We can also make some guesses as to what the future could look like based on some of the ideas that the government have put out that would greatly benefit the economy. For example, Rishi Sunak suggested eight freeports and two greenports in order to ease up trade and hopefully make the United Kingdom look more enticing to trade with.

The government also hopes that it will “create thousands of high-quality jobs in some of our most disadvantaged communities” contributing to the ever-quoted “levelling up” scheme. If this works and allows money to flow into these communities, it will lead to economic growth.

With being away from the EU, there are many other quality-of-life changes the United Kingdom can also make. Two examples would be the intention to allow for gene-bred crops to make food and to allow us to become a leading nation in the development of AI without EU red tape.

When it comes to crops, the EU has a blanket ban on genetic modification in this way, but scientists have been able to modify tomatoes to make them a richer source of vitamin D. This is significant as many people within the UK suffer from vitamin D deficiency. This is one example of what we can achieve without having to deal with EU laws or EU bureaucracy.

All EU legislation will be amended, repealed, or replaced under the new Brexit Freedoms Bill introduced to Parliament on Thursday 22 September 2023, which will end the special legal status of all retained EU law by 2023, and give the UK the opportunity to develop new laws that best fit the needs of the country and grow the economy.

This is not an easy task given that so much of EU law is entrenched in domestic laws. All areas from tax, contracts, employment, healthcare, property and intellectual property to family law will be impacted in some shape or form.

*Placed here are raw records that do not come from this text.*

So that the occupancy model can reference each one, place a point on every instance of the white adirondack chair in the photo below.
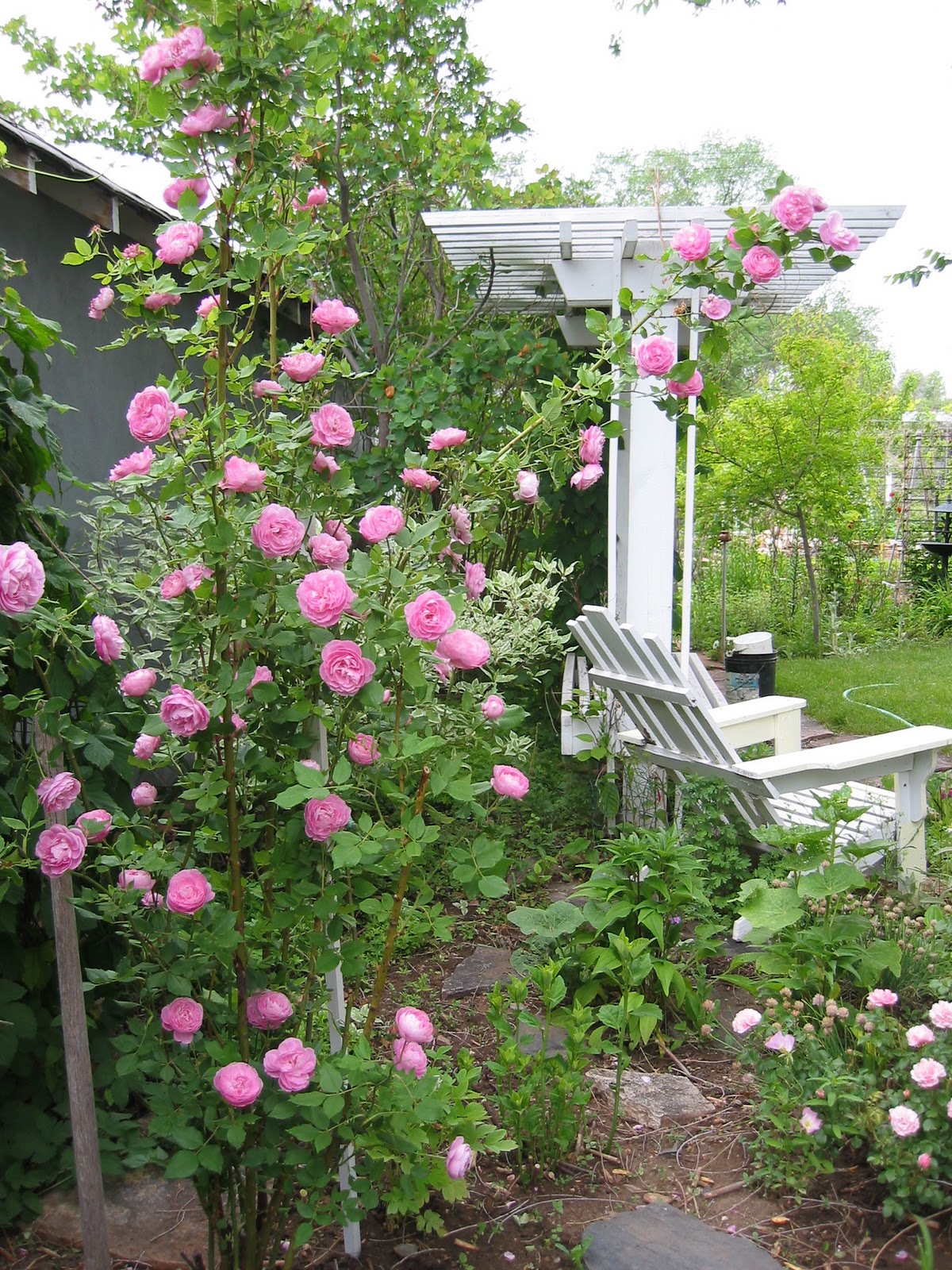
(676, 728)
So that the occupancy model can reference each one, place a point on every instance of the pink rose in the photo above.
(277, 533)
(446, 437)
(291, 1064)
(692, 243)
(465, 651)
(57, 793)
(179, 243)
(324, 597)
(380, 522)
(363, 749)
(22, 578)
(325, 816)
(268, 1010)
(136, 683)
(762, 264)
(60, 850)
(187, 892)
(344, 668)
(133, 465)
(332, 425)
(414, 1024)
(429, 616)
(655, 356)
(241, 476)
(300, 368)
(182, 713)
(107, 639)
(793, 207)
(418, 478)
(238, 1083)
(94, 825)
(183, 1019)
(334, 317)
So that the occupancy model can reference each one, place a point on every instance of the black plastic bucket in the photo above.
(749, 675)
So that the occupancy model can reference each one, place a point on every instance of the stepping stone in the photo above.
(152, 1221)
(660, 1237)
(479, 973)
(654, 1099)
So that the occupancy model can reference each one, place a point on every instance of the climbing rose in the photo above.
(107, 639)
(57, 793)
(22, 578)
(60, 850)
(183, 1019)
(238, 1083)
(291, 1064)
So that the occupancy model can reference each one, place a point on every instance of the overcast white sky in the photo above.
(850, 97)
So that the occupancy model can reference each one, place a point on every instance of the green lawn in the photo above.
(919, 677)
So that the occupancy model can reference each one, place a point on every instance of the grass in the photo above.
(913, 679)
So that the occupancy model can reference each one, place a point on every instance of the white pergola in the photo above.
(562, 260)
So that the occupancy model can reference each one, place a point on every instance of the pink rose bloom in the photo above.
(183, 1019)
(328, 550)
(291, 1064)
(692, 243)
(414, 1026)
(904, 1122)
(300, 368)
(446, 437)
(509, 781)
(835, 234)
(22, 578)
(146, 746)
(409, 1057)
(144, 794)
(182, 713)
(207, 118)
(241, 476)
(344, 668)
(277, 533)
(587, 476)
(57, 793)
(762, 264)
(60, 850)
(475, 579)
(187, 892)
(179, 243)
(99, 304)
(268, 1010)
(334, 317)
(325, 816)
(95, 825)
(459, 1159)
(592, 442)
(691, 387)
(332, 425)
(744, 1020)
(197, 184)
(655, 356)
(150, 414)
(716, 308)
(793, 207)
(133, 465)
(238, 1083)
(429, 616)
(465, 651)
(418, 478)
(363, 749)
(380, 522)
(324, 597)
(107, 639)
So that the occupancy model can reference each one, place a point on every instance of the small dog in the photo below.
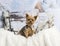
(27, 30)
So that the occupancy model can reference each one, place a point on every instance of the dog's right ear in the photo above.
(27, 15)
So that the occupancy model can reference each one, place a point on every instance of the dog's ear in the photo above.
(27, 15)
(35, 17)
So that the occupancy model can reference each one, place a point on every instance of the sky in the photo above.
(17, 5)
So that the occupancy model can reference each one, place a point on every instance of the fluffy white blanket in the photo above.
(48, 37)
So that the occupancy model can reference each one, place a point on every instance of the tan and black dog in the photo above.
(27, 30)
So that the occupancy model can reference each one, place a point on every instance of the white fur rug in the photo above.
(48, 37)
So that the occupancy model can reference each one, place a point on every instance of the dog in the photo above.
(27, 30)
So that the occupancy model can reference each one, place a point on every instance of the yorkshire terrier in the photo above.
(27, 30)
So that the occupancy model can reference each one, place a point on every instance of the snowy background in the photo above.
(26, 5)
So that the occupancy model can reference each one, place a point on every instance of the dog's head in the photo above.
(30, 19)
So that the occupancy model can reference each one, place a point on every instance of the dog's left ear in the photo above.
(35, 17)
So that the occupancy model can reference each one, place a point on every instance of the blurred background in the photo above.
(17, 9)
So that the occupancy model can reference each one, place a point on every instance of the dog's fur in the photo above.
(27, 31)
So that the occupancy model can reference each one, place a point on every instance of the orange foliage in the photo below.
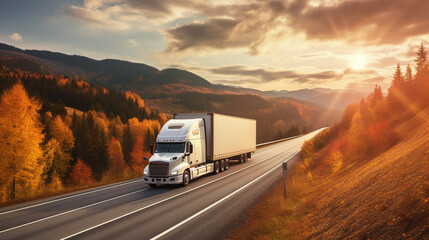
(20, 138)
(135, 97)
(137, 163)
(81, 174)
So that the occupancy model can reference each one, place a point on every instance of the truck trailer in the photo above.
(195, 144)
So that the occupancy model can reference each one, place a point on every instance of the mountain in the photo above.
(173, 90)
(151, 82)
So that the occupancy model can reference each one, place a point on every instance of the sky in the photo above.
(265, 45)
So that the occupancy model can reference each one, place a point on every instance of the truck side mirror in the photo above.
(152, 148)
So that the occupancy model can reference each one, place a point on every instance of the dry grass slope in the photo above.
(386, 197)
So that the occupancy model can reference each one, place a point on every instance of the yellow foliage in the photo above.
(20, 139)
(135, 97)
(62, 133)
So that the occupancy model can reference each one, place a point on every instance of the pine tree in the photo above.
(396, 89)
(81, 173)
(128, 143)
(20, 139)
(422, 62)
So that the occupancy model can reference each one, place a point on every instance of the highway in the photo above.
(204, 209)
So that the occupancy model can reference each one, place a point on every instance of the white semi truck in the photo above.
(194, 144)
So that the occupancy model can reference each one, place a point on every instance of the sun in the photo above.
(358, 61)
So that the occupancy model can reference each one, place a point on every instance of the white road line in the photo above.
(77, 195)
(219, 201)
(70, 211)
(164, 200)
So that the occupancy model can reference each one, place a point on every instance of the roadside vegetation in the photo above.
(47, 149)
(364, 178)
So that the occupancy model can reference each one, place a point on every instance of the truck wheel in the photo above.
(216, 166)
(222, 165)
(226, 164)
(186, 178)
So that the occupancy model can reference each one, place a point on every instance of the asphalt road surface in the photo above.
(204, 209)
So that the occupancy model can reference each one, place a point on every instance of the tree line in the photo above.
(367, 128)
(44, 147)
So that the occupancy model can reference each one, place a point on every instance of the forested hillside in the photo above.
(366, 177)
(169, 91)
(59, 132)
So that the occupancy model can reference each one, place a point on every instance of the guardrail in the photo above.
(280, 140)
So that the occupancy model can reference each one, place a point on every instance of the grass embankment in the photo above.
(51, 192)
(382, 197)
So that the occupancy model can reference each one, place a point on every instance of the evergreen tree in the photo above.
(421, 62)
(20, 140)
(395, 90)
(408, 75)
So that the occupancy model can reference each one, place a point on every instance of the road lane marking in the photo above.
(77, 195)
(219, 201)
(70, 211)
(81, 194)
(107, 200)
(166, 199)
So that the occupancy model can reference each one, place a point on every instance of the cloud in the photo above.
(214, 33)
(368, 22)
(133, 42)
(229, 26)
(259, 75)
(92, 14)
(16, 37)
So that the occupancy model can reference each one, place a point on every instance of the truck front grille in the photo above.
(158, 169)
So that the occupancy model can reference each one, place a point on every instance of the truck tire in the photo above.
(216, 167)
(222, 165)
(186, 178)
(226, 164)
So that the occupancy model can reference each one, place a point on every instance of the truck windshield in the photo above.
(170, 147)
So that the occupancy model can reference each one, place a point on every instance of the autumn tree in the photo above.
(116, 158)
(81, 174)
(136, 161)
(408, 74)
(20, 139)
(396, 87)
(128, 143)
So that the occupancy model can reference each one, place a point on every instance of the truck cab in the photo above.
(179, 147)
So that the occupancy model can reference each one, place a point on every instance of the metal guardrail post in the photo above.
(284, 167)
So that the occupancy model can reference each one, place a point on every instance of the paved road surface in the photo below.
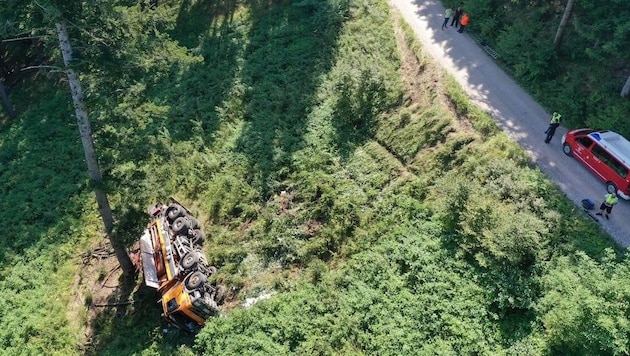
(515, 111)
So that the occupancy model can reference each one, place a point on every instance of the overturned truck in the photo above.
(173, 262)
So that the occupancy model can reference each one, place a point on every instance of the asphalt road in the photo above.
(520, 116)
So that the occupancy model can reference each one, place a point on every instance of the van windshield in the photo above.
(610, 161)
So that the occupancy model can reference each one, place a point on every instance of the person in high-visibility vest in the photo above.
(463, 22)
(447, 15)
(610, 200)
(553, 125)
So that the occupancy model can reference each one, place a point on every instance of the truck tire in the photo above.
(189, 260)
(194, 280)
(180, 225)
(219, 294)
(194, 223)
(174, 211)
(197, 237)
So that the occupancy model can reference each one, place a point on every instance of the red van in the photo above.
(605, 153)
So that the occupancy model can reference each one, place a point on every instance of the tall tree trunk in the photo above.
(4, 96)
(90, 153)
(563, 23)
(626, 88)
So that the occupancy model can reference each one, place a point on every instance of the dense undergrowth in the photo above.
(381, 220)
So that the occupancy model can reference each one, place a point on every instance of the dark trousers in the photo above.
(551, 130)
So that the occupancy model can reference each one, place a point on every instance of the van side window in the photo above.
(610, 161)
(585, 141)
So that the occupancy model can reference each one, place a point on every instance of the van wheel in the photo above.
(566, 148)
(195, 279)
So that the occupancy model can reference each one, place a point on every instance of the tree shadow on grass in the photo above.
(194, 18)
(291, 46)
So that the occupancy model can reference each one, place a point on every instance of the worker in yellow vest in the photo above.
(553, 125)
(609, 201)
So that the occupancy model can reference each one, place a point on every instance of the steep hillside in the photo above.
(333, 167)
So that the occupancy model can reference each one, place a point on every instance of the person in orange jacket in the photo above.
(463, 22)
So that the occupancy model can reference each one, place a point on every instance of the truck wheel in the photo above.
(174, 211)
(194, 223)
(189, 260)
(180, 225)
(566, 148)
(197, 237)
(212, 270)
(194, 280)
(219, 294)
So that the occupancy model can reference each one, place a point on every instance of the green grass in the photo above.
(384, 222)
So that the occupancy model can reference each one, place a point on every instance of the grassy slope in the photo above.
(362, 142)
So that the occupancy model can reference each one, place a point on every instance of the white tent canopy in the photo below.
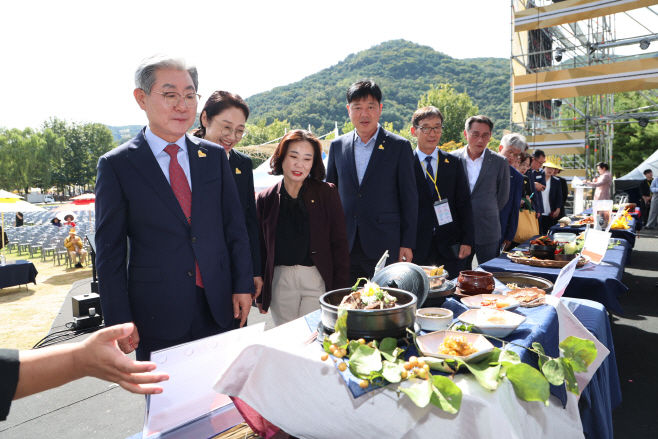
(638, 173)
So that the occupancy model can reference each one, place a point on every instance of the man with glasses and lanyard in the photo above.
(489, 183)
(448, 237)
(188, 273)
(511, 147)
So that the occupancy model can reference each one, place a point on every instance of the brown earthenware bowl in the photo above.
(471, 282)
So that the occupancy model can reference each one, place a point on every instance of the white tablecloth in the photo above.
(291, 387)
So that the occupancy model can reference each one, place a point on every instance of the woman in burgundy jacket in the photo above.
(304, 250)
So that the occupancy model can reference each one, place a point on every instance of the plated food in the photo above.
(370, 296)
(494, 322)
(494, 301)
(430, 344)
(529, 297)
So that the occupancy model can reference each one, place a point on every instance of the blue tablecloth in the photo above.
(600, 283)
(627, 234)
(603, 393)
(17, 273)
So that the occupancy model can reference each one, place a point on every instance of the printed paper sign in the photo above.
(564, 277)
(596, 244)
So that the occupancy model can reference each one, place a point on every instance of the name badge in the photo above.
(442, 210)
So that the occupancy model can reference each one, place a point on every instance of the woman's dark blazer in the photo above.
(243, 174)
(329, 249)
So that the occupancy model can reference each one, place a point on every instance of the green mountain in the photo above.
(404, 70)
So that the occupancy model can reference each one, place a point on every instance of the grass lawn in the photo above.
(26, 315)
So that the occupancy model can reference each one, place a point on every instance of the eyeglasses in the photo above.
(426, 130)
(172, 98)
(228, 130)
(476, 136)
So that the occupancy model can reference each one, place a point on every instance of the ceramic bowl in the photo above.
(428, 323)
(471, 282)
(477, 319)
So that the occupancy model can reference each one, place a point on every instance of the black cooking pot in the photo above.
(371, 323)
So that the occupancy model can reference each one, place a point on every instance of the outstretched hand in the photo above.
(100, 357)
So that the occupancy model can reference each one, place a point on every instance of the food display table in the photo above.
(626, 234)
(600, 283)
(287, 383)
(17, 273)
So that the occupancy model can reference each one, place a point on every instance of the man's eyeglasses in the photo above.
(172, 98)
(426, 130)
(485, 136)
(239, 133)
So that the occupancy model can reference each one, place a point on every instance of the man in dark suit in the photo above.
(440, 178)
(511, 147)
(488, 179)
(189, 271)
(373, 171)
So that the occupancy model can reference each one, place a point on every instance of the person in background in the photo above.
(537, 180)
(304, 250)
(439, 177)
(68, 220)
(551, 200)
(373, 171)
(602, 183)
(645, 195)
(25, 373)
(222, 121)
(73, 244)
(564, 184)
(653, 215)
(489, 182)
(512, 146)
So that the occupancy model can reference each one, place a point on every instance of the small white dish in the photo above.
(474, 302)
(474, 317)
(434, 323)
(429, 345)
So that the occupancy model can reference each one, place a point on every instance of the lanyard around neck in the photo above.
(433, 179)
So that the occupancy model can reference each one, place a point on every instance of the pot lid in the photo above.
(405, 276)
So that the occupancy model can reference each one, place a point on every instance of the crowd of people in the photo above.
(184, 246)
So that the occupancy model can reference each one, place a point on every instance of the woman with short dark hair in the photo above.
(304, 250)
(602, 183)
(223, 121)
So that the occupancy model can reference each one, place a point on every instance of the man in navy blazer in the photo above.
(182, 276)
(511, 146)
(449, 243)
(373, 171)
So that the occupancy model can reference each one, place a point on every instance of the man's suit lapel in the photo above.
(142, 158)
(198, 167)
(376, 156)
(348, 157)
(484, 170)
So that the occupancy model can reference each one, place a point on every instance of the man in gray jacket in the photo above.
(489, 183)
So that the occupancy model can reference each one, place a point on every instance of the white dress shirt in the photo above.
(363, 152)
(157, 147)
(435, 161)
(473, 168)
(546, 197)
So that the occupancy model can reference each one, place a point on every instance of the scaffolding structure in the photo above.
(578, 46)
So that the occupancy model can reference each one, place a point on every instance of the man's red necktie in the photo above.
(182, 191)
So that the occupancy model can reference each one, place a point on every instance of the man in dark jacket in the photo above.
(440, 177)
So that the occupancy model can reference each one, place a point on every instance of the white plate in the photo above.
(473, 302)
(514, 320)
(429, 345)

The rationale for this is to remove years of burdensome EU regulation in favour of a more agile, home-grown regulatory approach that benefits people and businesses across the UK. By removing these legal restraints and replacing them with what works for the UK, businesses and the economy can innovate and grow to new levels.

As a result of the bill, it is estimated that around £1bn worth of red tape will be removed, giving businesses the confidence to invest and create jobs, while transforming the UK into one of the best-regulated economies in the world. Whether this transpires – watch this space.